Among the novelties in Santander's bag is a property lease deal for leading Mexican real estate firm GICSA, seen coming before the end of the year. Sized at Ps620 million (US$55 million), the bond securitizes leasing receivables from three shopping centers: Punta Langosta in Cozumel, Las Plazas Outlet Lerma in the State of Mexico and Centro Comercial Forum in Culiacan in the state of Sinaloa. The legal final maturity is seven years and the bond is a floater, to price over Cete treasuries. While Santander is the placement agent, financial consultancy Corporativo en Finanzas is the structurer.

GICSA pulled in roughly US$40 million of revenue in 2001. Funds from the deal will go to refinancing debt used to bankroll the property purchases and construction costs related to the three consumer hubs. Excess proceeds will be plowed into new real estate projects.

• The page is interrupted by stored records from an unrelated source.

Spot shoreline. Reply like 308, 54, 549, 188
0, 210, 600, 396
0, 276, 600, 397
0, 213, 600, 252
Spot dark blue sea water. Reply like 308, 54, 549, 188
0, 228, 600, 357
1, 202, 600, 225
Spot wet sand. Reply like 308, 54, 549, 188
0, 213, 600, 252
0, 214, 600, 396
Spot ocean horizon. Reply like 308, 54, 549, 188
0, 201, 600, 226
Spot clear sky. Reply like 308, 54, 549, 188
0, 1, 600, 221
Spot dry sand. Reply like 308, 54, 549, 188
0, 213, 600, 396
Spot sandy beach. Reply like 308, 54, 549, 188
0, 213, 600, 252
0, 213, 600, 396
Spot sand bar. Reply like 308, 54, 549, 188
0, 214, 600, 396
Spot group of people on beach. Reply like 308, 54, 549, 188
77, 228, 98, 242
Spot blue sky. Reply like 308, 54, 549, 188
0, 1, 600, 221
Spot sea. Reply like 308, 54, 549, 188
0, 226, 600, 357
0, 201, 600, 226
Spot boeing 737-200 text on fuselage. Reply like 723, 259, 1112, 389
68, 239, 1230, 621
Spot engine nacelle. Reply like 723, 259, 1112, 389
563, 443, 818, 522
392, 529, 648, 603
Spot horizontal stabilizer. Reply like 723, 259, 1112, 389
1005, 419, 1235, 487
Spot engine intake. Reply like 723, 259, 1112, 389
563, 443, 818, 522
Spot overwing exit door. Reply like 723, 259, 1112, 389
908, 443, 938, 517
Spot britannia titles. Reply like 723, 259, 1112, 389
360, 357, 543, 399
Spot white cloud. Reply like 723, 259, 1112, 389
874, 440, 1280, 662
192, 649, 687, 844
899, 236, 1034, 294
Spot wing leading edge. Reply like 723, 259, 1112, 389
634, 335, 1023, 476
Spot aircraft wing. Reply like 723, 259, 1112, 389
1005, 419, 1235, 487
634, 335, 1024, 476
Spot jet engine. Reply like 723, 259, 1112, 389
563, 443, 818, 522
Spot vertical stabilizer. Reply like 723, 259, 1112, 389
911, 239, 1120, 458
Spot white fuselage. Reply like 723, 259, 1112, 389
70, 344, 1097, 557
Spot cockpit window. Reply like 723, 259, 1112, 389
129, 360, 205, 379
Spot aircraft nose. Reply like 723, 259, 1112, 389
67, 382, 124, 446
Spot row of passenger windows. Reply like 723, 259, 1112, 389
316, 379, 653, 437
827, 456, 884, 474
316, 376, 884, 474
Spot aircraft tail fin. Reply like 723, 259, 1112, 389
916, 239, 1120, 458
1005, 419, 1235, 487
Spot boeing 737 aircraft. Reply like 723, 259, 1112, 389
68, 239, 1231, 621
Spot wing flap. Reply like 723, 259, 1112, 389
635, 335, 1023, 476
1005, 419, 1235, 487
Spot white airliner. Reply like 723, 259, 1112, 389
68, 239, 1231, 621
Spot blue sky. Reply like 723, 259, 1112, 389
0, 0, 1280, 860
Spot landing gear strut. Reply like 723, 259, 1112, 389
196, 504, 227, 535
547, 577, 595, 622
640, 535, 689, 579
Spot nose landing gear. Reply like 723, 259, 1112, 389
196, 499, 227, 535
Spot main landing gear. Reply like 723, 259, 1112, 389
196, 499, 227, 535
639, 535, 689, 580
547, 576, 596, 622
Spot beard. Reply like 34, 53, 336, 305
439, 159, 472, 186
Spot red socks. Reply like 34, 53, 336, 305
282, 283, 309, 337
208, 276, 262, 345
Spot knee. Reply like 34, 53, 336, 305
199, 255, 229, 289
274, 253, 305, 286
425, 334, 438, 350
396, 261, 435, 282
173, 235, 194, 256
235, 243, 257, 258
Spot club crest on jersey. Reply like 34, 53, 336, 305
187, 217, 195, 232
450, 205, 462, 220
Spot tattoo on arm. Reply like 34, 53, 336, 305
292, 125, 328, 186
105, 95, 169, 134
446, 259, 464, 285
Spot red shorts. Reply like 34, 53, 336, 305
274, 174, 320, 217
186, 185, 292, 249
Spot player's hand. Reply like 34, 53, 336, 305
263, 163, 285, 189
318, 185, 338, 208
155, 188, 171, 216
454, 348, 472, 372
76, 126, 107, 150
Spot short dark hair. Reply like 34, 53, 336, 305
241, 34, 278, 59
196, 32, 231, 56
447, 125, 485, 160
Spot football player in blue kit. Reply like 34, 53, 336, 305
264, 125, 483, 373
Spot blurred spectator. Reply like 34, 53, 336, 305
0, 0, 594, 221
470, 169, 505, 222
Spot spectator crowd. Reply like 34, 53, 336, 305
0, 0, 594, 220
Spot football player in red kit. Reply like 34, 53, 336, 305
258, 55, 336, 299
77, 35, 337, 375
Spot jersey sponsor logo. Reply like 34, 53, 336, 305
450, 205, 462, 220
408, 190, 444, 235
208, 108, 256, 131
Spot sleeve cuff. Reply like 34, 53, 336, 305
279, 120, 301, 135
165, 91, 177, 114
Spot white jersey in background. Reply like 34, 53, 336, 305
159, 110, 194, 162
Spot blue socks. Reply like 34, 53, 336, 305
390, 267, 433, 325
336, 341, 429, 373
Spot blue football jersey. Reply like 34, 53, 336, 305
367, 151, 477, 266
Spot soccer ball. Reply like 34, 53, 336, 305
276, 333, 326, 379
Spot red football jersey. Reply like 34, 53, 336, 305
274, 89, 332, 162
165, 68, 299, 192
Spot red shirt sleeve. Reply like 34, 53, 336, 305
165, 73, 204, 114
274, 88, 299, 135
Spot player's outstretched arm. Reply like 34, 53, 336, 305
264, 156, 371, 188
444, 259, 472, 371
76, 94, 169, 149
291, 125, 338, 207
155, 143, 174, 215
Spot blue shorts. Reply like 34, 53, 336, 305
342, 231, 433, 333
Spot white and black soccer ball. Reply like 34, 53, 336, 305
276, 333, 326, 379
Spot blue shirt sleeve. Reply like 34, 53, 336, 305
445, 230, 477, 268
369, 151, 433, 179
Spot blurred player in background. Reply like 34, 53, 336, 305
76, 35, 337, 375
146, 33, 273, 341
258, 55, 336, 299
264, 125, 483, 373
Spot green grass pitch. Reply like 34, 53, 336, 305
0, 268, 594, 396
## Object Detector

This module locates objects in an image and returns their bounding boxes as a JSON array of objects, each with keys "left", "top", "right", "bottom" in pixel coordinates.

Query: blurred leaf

Rival bankers question the suitability of the transaction with rates as stable as they have been. "When there's a lot of volatility, this would be a cost-efficient solution," said one Mexico City-based source. "But with rates this low and stable, I'm not so sure." Santander officials could not be reached for comment.

Aguascalientes bubbles up

The Spanish bank is bringing a sub-sovereign client to the market as well. The municipality of Aguascalientes is looking to tap investors for Ps100 million (US$8.9 million) in its second issue backed by federal co-participation revenues. Standard & Poor's and Moody's Investors Service have rated the five-year deal mxAAA' and Aaa.mx', on the national scale, respectively.

On a stand-alone basis, the municipality has a Aa2.mx' national scale rating from Moody's. "It's had stable finance for quite a long time," said Laura Barrientos, senior credit officer at the rating agency.

This deal would take total issuance to Ps190 million. The first bond, placed in December 2001, matures in a single bullet payment in 2006, but the total outstanding could be considered half the Ps90 million, given that principal payments have been accumulating in the trust, according to Barrientos. The covenants of the deal allow the municipality to issue an additional Ps50 million, but the current administration of Aguascalientes has indicated that it will not pay another visit to the market before its term ends in a year. The bond covenants limit to 50% the total volume of participation revenue the state can pledge. Copas, as this asset class is known, are disbursements that the federal government makes to the sub-sovereigns. In many states, they represent 90% of all income.

Proceeds are going to a variety of public works projects, including the expansion of a major thoroughfare. Legal counsel on the transaction is White & Case. Situated in Central Mexico, Aguascalientes is the capital of an eponymous state. They're both named after hot springs that lie beneath their territory.

Finally, Santander has teamed up with domestic player Banorte Casa de Bolsa, to jointly lead a Ps500 million (US$43 million) deal for housing finance company Hipotecario Nacional. This marks the second deal under a program securitizing bridge loans for construction. The legal final maturity is seven years. Deutsche Bank led the prior deal. The current transaction appears to have an identical structure, tiered between an A tranche worth Ps420 million (US$38 million), a B mezzanine tranche at Ps60 million (US$5.4 million) and an equity piece for Ps20 million (US$1.8 million).

The senior piece of the last deal was rated triple-A on the national scale by S&P and Fitch Ratings. The mezzanine tranche was single-A.

While Santander is clearly busy, other banks might circle deals before year-end. Credit Suisse First Boston is expected to issue the country's first RMBS in December. And, after months of paralysis induced by regulators, the prospectus of a CLO for the Federal District has finally popped up on the Web site of Mexico's Securities Exchange. Led by Acciones y Valores, an arm of Citigroup, the transaction securitizes a loan the underwriter will extend to the FD, which is the country's economic epicenter. The program is sized at Ps5 billion (US$447 million), but the first issue is expected to be closer to half that.